Five or more may be a problem, researchers warn
Updated:

Photo by Laurynas Me on Unsplash
Key Insights
- Over 40% of older Americans now take five or more medications each day, a rising trend tied to chronic illnesses and aging.
- Studies link “polypharmacy” to increased risks of falls, hospitalizations, adverse drug interactions, and reduced recovery after illness.
- Researchers and clinicians say better medication reviews and deprescribing could improve health outcomes for seniors.
As the U.S. population ages, a growing number of older adults are juggling multiple medications daily — a trend that scientists and doctors say reflects both advances in treating chronic disease and growing concerns about the risks of “polypharmacy.”

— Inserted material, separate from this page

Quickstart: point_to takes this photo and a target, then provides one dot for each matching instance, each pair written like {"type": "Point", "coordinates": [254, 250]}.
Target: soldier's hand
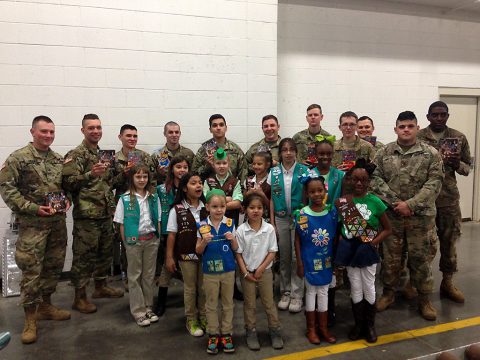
{"type": "Point", "coordinates": [402, 208]}
{"type": "Point", "coordinates": [98, 169]}
{"type": "Point", "coordinates": [44, 211]}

Polypharmacy is typically defined as taking five or more medications concurrently. While there’s no universally accepted cutoff, many studies use that threshold to measure exposure to multiple drugs.
According to recent data, more than 40 percent of Americans aged 65 and older regularly take at least five prescription medications each day, and nearly one in five takes ten or more. Many of these drugs are prescribed to manage conditions such as high blood pressure, diabetes, arthritis, and heart disease — common health challenges in later life.
Risks linked to multiple medications
Research shows that while some polypharmacy is medically appropriate, an excessive number of prescriptions can have unintended consequences for older adults. Multiple studies have identified disturbing links between high medication counts and poor health outcomes:
- Increased adverse effects & hospitalizations — Older adults taking many medications face higher risks of drug–drug interactions, which can lead to falls, confusion, cognitive issues, and emergency visits.
- Functional decline after illness — A recent study in BMC Geriatrics found that seniors discharged from hospitals on six or more medications showed slower recovery and reduced ability to perform daily activities independently.
- Quality of life impacts — Especially among seniors with Alzheimer’s or related dementias, higher drug counts have been associated with more symptoms, more frequent hospitalizations, and a lower overall physical function.
Experts explain that age-related changes in liver and kidney function can make it harder for older bodies to process medications, increasing susceptibility to side effects and harmful interactions.
Why so many?
The prevalence of polypharmacy is driven in part by multimorbidity — the existence of multiple chronic conditions — which becomes more common with age. Nearly 40 percent of adults over 65 have two or more chronic illnesses, making multiple prescriptions a practical necessity for many.
However, clinicians emphasize that not all polypharmacy is beneficial. Some medications started years earlier continue long after they’re necessary. Others are added to counteract side effects of existing drugs, a phenomenon known as a “prescribing cascade.”
To address these concerns, healthcare providers increasingly advocate for:
- Regular medication reviews that assess the ongoing need for each drug.
- “Deprescribing” efforts to safely taper or stop medications that no longer benefit the patient.
- Better coordination among specialists to avoid duplicate or conflicting prescriptions.